Alright there is no specific way to unzip files in hadoop file system , but after long research i have figured it out how to unzip it directly in hadoop file system.The Prerequisite is you need to copy the zip file at a certain location and then run a mapreduce Job. Its obivious that hadoop does not understand the zipfile input format so we need to customise the Mapper as well as reducer so we can control what mapper emits and reducer consumes. Note that this Mapreduce will run on a single Mapper because when customizing the Record Reader Class Provided by hadoop we are disabling the split method i.e making it false. So the Mapreduce will have Filename as Key and The Content of Uncompressed File as as the Value.

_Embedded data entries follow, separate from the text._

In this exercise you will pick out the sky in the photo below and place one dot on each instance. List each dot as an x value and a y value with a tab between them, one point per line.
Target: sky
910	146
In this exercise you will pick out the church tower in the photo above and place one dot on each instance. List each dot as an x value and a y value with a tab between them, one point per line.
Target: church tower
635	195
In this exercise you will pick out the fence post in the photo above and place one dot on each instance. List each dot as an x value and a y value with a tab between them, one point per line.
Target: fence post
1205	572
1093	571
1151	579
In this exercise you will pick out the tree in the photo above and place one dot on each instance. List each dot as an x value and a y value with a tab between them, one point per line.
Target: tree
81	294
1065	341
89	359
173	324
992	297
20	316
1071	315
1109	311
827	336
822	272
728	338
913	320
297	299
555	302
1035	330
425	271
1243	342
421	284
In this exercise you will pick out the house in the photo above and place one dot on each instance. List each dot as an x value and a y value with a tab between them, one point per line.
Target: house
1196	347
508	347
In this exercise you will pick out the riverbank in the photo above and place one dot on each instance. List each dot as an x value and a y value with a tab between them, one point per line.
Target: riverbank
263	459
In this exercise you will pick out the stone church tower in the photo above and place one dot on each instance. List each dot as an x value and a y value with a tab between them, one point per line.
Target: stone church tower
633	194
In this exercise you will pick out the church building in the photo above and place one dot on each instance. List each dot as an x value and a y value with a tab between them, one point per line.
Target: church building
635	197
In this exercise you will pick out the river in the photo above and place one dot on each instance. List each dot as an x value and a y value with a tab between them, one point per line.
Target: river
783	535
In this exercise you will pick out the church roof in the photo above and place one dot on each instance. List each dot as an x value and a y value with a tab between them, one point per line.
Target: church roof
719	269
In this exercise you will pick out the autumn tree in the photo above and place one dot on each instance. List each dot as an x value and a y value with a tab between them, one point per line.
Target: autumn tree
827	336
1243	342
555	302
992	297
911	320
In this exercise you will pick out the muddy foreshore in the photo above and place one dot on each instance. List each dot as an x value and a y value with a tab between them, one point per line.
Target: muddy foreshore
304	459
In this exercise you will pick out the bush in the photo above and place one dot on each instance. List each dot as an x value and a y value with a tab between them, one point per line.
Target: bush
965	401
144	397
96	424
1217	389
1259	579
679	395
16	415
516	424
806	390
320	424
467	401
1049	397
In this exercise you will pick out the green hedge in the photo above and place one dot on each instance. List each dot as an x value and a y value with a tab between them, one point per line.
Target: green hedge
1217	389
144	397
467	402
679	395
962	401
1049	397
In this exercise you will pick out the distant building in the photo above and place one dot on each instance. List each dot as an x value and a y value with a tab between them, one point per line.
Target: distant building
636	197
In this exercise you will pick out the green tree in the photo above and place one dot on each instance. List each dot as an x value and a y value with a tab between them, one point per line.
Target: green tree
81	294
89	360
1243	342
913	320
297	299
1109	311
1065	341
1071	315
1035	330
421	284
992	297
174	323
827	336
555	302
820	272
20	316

When reducer consumes it i have made the output outputkey as null so only unzipped content remains with the reducer and the number of reducer is set to one so all dumps in a single part file.
We all know that hadoop cannot handle zip files on its own but java can handle with the help of its own ZipFile class which can read zip file contents through zipinputstrem and zip entry through zipentry so we write a customized ZipInputFormat Class which extends FileInputFormat.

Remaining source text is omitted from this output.